Obesidade, o mal que ataca as crianças

Se identificou com a ilustração à cima? Conhece alguém que age exatamente assim?

Então você deve ler esse artigo, onde podemos passar um pouco sobre a obesidade infantil, que tem avançado muito.

Não é difícil engordarmos com tanta variedade de comidas enlatadas, fast-food, hambúrgueres, refrigerantes, são tantas opções, tantas cores, que não só as crianças se sentem atraídas como os adultos também.
Mas, o que esta fartura de alimentos pode causar na vida de uma criança? E o que leva as crianças a se “empanturrarem” dessas guloseimas?

Quando comemos, estamos querendo satisfazer uma necessidade, mas nem sempre é uma necessidade física, por isso comemos bastante e nunca estamos saciados, sempre necessitamos de comer mais, mais e mais.

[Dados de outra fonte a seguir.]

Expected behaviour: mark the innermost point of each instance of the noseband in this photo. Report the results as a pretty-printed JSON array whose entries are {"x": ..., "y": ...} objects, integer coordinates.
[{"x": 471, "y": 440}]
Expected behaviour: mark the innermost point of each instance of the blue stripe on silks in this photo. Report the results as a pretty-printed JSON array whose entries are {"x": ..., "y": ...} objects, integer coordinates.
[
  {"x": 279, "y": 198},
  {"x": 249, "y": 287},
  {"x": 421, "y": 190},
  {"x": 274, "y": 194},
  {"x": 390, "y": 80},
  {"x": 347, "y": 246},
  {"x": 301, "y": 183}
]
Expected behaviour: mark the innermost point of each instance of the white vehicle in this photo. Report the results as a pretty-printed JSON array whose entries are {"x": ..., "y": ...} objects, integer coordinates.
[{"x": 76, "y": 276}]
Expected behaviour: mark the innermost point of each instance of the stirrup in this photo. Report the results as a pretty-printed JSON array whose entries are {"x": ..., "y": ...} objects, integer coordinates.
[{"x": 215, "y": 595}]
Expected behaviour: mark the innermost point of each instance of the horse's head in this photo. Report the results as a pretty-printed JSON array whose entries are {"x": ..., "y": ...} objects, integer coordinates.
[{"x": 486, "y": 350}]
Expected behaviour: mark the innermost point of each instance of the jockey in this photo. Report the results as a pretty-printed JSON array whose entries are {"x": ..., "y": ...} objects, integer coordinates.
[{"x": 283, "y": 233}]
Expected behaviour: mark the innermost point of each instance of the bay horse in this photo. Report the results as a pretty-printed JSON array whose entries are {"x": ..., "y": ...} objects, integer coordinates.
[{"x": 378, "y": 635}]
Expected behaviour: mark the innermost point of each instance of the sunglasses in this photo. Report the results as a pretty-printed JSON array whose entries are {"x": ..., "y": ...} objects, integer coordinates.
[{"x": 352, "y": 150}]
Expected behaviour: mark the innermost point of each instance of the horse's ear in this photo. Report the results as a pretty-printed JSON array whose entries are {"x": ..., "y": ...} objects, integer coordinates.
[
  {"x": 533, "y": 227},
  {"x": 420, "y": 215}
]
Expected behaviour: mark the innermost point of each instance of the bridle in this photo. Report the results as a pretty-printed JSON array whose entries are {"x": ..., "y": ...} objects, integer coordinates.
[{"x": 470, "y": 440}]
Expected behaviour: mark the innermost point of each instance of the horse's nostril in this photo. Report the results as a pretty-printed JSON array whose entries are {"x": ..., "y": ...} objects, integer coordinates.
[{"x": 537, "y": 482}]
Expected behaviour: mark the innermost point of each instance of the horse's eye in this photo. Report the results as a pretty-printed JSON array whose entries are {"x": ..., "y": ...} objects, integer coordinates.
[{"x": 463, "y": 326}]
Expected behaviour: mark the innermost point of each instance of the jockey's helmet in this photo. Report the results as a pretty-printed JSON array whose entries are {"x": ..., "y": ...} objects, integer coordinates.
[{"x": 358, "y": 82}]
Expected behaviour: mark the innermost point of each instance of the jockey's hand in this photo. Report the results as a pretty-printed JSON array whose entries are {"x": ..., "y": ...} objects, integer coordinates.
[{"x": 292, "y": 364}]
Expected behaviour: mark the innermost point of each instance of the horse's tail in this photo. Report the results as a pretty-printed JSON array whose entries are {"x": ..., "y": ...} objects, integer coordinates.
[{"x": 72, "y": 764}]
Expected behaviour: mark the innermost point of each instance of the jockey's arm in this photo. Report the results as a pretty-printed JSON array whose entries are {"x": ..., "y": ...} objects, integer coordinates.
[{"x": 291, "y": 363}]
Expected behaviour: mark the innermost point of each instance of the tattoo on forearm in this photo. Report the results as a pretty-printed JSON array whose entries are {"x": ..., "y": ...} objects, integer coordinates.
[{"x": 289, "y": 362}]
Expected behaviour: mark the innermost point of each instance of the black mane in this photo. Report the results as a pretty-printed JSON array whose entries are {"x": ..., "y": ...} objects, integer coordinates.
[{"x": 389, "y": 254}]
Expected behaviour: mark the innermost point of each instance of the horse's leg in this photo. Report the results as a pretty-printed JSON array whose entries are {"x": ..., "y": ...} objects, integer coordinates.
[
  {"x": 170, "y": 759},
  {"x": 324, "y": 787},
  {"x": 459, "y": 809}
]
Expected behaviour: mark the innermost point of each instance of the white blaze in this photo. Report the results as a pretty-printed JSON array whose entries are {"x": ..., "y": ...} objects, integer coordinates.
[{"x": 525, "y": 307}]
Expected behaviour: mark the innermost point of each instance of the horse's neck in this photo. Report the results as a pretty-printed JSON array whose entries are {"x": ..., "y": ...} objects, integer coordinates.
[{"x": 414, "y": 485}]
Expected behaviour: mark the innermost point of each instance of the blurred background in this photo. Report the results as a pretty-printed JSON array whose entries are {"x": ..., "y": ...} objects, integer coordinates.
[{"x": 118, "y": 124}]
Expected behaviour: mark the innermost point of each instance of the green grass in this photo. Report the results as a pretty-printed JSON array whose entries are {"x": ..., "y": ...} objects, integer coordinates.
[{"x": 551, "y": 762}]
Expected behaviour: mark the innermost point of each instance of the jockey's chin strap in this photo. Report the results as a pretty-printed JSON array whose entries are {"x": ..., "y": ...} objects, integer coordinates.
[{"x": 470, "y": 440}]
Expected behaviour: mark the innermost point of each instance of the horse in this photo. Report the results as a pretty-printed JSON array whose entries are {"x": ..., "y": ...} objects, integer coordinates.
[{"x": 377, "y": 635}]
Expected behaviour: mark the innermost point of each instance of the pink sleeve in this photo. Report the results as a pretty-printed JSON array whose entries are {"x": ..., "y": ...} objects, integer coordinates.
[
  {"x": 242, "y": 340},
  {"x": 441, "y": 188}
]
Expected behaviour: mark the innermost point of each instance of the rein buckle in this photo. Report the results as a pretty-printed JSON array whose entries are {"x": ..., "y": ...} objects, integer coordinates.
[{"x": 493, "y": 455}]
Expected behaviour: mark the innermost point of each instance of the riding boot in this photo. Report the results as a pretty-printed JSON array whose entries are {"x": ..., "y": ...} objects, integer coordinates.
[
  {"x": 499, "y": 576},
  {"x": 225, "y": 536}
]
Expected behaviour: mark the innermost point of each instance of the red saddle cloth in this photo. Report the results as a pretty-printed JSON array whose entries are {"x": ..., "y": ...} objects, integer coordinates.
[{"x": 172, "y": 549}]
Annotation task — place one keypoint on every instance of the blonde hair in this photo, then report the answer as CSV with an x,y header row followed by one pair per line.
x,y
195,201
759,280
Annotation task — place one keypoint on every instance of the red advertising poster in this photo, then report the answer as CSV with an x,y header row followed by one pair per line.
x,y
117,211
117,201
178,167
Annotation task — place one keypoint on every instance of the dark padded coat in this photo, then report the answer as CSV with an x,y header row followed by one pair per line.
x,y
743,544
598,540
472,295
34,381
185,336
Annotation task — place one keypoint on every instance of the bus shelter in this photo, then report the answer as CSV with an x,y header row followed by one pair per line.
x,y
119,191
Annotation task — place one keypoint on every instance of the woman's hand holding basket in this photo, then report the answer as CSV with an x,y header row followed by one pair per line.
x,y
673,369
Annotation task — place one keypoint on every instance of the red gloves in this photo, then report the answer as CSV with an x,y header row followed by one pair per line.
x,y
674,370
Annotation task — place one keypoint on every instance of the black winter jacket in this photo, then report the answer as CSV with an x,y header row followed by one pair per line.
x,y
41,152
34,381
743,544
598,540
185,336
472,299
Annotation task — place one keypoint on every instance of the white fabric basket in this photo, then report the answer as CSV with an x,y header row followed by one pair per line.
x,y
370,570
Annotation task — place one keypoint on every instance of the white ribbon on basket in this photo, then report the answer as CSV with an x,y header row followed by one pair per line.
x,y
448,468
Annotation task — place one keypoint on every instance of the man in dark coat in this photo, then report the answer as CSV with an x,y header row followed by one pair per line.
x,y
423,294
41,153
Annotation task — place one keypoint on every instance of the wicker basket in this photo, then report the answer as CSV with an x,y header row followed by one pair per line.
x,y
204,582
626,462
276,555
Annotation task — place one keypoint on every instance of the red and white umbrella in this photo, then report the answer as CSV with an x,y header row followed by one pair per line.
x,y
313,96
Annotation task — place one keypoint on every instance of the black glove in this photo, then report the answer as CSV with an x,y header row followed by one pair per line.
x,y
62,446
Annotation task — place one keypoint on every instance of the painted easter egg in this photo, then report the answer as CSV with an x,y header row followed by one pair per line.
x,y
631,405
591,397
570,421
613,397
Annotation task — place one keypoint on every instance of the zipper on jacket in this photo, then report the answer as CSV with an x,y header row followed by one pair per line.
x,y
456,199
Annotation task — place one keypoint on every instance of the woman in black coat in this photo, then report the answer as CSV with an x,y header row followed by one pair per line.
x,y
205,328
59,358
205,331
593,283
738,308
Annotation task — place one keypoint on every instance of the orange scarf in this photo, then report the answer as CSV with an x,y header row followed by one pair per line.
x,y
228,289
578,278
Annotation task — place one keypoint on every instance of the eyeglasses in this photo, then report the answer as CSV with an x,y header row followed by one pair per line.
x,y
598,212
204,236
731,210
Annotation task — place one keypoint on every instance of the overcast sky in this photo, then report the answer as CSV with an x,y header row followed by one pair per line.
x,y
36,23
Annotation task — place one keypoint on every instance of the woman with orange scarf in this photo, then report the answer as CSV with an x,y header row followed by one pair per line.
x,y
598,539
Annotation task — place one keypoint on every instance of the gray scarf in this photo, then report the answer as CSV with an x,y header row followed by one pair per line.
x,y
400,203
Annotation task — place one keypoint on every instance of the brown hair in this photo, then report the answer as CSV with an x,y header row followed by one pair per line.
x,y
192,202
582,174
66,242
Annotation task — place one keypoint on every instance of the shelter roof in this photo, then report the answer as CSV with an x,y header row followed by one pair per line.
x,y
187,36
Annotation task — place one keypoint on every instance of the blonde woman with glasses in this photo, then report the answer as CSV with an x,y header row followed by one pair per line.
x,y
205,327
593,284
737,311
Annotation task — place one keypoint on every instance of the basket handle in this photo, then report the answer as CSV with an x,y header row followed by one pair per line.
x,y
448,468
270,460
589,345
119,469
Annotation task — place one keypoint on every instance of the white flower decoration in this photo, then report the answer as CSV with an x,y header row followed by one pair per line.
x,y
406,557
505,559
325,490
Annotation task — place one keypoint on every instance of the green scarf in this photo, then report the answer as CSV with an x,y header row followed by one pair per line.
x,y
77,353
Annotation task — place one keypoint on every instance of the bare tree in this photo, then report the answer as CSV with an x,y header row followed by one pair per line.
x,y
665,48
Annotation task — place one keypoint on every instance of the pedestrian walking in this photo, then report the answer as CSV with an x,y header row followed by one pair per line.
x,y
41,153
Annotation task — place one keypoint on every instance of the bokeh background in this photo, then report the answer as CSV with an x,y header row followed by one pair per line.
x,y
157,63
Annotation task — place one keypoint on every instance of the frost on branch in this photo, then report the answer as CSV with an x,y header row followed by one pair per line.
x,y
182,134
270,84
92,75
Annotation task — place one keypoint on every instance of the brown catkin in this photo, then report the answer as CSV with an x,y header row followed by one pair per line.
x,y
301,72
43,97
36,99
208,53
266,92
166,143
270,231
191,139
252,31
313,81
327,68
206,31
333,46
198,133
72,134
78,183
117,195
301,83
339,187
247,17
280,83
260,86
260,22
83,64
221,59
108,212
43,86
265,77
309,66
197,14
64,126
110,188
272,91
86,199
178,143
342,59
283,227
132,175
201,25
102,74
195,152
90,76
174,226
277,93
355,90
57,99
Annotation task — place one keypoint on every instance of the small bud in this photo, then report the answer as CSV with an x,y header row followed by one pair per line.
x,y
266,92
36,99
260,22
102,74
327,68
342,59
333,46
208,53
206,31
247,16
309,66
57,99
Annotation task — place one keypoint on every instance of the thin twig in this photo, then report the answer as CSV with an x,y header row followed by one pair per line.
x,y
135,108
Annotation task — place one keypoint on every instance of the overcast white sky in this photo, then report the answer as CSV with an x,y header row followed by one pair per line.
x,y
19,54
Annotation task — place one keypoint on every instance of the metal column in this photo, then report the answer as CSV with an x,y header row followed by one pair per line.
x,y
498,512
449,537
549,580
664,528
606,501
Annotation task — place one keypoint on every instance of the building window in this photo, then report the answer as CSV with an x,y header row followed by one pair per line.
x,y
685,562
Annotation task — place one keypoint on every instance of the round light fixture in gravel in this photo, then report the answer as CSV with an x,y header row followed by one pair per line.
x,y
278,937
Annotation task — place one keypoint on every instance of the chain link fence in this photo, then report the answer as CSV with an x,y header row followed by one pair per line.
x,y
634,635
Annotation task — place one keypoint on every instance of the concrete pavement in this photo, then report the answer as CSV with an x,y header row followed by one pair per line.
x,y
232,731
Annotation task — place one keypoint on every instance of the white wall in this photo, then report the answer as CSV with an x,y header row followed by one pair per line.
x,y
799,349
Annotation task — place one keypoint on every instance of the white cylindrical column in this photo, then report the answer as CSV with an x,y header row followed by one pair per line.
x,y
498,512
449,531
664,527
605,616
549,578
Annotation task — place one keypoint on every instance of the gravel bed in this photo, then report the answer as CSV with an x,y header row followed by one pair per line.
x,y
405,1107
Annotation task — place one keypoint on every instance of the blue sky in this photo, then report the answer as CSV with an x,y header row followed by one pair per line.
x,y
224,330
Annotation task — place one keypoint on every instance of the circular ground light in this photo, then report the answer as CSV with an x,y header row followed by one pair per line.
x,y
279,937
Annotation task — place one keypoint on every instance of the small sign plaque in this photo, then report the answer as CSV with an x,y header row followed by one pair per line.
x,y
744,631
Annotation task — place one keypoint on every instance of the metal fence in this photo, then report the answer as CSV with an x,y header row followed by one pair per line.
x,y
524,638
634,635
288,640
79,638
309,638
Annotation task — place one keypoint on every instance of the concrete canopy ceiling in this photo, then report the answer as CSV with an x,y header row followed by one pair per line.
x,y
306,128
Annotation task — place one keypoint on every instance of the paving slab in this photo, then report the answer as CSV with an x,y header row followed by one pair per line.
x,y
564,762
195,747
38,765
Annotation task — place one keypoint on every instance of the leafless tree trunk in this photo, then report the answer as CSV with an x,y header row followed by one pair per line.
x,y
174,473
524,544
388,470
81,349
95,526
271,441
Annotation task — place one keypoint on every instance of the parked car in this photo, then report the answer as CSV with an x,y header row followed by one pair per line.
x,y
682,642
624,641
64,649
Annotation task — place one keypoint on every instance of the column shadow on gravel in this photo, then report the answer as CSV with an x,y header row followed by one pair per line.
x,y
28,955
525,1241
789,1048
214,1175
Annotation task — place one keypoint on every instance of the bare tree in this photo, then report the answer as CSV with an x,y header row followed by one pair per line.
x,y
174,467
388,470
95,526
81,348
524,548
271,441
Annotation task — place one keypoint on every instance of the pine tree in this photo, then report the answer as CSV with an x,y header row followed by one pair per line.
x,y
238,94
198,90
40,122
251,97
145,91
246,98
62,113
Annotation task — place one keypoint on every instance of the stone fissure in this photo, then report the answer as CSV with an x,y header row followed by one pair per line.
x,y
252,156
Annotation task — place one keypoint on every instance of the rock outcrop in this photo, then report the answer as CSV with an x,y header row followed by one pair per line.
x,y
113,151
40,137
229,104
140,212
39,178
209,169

É certo que a comida lembra afeto, e já vimos alguém oferecer comida para agradar, atrair ou ser simpática. Só que aí, pode “morar” o perigo, ou seja, para suprir a necessidade da falta de afeto comemos. Entre as conseqüências negativas dessa substituição, a obesidade é a primeira a aparecer. E a obesidade não é apenas um problema de estética, mas principalmente de saúde.
Hoje é fácil a obesidade se instalar, principalmente nas crianças. E um erro que muitos pais cometem com seus filhos é fazê-los comer em excesso.

Pois para nós, criança saudável é criança “Fofinha”. Exigindo que comam tudo o que lhe é servido, mesmo sem vontade, achando que os outros verão que estamos cuidando bem de nossos filhos quando conseguimos engordá-los.

Criança gorda, não é sinônimo de criança bem alimentada.
Alimentar uma criança é uma tarefa que exige muita atenção, pois servirá de base para a personalidade da criança. Se desde cedo a nossa forma de alimentar a criança aponta para o desleixo, para o descaso, ou para a chantagem emocional, isso vai refletir na sua personalidade.
Na chantagem emocional, ocorre o apelo para o sentimento de culpa e na chantagem pura, não – emocional, apela-se para a impossibilidade de escolha já que se coloca o outro contra a parede.

Geralmente dois fatores contribuem para a obesidade infantil: excesso de zelo ou falta de zelo. No excesso de zelo a mãe (ou quem cuida) dá uma superalimentação à criança pensando que isto é zelo, que é cuidado. Engorda a criança porque imagina uma relação entre o peso da criança e o cuidado que a ela é dispensado. Na absoluta falta de zelo, engorda a criança por que não seleciona sua alimentação, a criança simplesmente vai comendo tudo o que vê pela frente, não tem horários, como guloseimas à vontade.
Então, podemos concluir que a prevenção à obesidade infantil passa por uma reeducação nos hábitos alimentares de toda a família. É evidente que não aboliremos o prazer de comer, mas devemos estabelecer regras.

Tais como:

  • Não fazer do momento da refeição um momento de guerra;
  • Não torne também a refeição, uma solenidade muito séria;
  • Faça tudo com equilíbrio e naturalidade.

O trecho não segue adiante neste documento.